Simmons's contract with The Kellwood Company ended in 2010. At the same time, Kellwood sold Phat Fashions to Sun Capital Partners, and Simmons declined to renew her position with the company's new owners. Upon her exit from Phat Fashions, however, Simmons retained ownership of all licensing rights to her fragrance and cosmetics collection.

On International Women's Day, 2019, Kimora Lee Simmons announced the reacquisition of Baby Phat. The brand relaunched the following summer through a collaboration with Forever 21. The collection featured eighteen clothing items branded with Baby Phat's signature cat logo and is reported to have sold out in 24 hours.

On December 6, 2019, Baby Phat relaunched on its own and published a spring/summer 2020 campaign on its website. Simmons's daughters, Aoki and Ming Lee were instrumental in the relaunch. The 2020 relaunch also included a line of beauty products under the name Baby Phat Beauty. In 2022, a new capsule collection debuted exclusively at Macy's. The collection was available online and at fifty retail locations nationwide. Also in 2022, Baby Phat partnered with Puma to produce a line of Baby Phat-branded athletic footwear.

== Impact ==

On the impact of Baby Phat by Kimora Lee Simmons, CR Fashion Book's Giovanni Osterman writes: "Few brands are as culturally and aesthetically synonymous as Baby Phat is to the early 2000s." New York Daily News ranked Baby Phat by Kimora Lee Simmons as the number one most sought after ticket at New York Fashion Week during the mid-aughts. Celebrity fans of the brand included Alicia Keys, Chrissy Teigan, Kim Kardashian, Christina Millian, Britney Spears, Paris Hilton, Missy Elliott, and Rihanna, who so loved the brand that she purchased the entire archive from a collector in 2019. Supermodels to have walked the Baby Phat runway include: Alek Wek, Eva Herzigová, Carmen Kass, and Devon Aoki. Hip-hop stars like Lil' Kim were also cast to walk the Baby Phat runway during fashion week.

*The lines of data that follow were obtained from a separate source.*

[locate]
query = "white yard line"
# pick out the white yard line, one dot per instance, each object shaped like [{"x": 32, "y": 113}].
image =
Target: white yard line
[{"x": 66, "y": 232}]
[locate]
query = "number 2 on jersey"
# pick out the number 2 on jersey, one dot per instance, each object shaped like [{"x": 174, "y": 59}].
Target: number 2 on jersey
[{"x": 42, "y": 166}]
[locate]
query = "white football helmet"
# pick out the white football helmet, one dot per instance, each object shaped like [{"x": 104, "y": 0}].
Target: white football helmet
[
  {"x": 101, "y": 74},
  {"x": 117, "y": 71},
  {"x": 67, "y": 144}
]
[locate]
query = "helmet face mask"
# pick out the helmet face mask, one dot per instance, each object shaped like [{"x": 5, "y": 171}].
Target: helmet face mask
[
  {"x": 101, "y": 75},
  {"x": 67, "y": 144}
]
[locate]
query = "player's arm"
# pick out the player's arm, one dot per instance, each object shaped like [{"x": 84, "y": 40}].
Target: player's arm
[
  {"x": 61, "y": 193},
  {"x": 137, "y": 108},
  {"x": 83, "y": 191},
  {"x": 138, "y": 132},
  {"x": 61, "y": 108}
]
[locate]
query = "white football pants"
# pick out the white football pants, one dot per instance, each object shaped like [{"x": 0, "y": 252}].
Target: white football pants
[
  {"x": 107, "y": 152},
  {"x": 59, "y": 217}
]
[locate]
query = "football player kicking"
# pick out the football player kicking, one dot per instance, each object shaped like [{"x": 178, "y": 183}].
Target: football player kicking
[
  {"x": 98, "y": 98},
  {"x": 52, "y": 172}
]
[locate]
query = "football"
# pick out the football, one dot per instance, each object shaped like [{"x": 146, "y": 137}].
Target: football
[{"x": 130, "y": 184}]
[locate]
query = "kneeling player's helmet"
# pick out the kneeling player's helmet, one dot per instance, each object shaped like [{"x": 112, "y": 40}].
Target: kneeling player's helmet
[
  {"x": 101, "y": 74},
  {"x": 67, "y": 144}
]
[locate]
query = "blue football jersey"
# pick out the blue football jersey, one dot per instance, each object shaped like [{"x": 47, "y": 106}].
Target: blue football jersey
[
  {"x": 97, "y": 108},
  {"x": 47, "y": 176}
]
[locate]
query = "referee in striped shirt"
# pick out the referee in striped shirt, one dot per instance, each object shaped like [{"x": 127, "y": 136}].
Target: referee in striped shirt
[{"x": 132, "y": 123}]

Explaining the ethos behind her casting choices, Kimora Lee Simmons said: "It's very deliberate. It includes people who are sometimes forgotten but are great models - they have fierce walks and bodies, strong girls, but they might sometimes be a size bigger than the other one who was a size zero. They have more 'hip,' more color, and more bang to their personality. It's what I represent culturally in society: all colors, all women, all shapes and sizes." Simmons was similarly deliberate about her choice to walk the finale of each show with her daughters, Ming Lee and Aoki Lee, by her side. She stated that it was important for her to send a message that a woman could be both a mother and a mogul.

Baby Phat by Kimora Lee Simmons offered an experience to female minorities who previously did not have access to the world of fashion. The brand was built on bringing a high-level designer aesthetic to the street. Though streetwear had already emerged from a combination of global subcultures prior to Baby Phat by Kimora Lee Simmons, Baby Phat by Kimora Lee Simmons was the first streetwear brand to identify a female customer and cater to her with feminine styles of clothing that spoke directly to their culture. Many of these styles had never been seen before in the fashion market place. These styles included miniaturized baby-doll T-shirts, cropped and faux-fur lined puffer jackets and pastel velour tracksuits all emblazoned with the signature rhinestoned cat logo.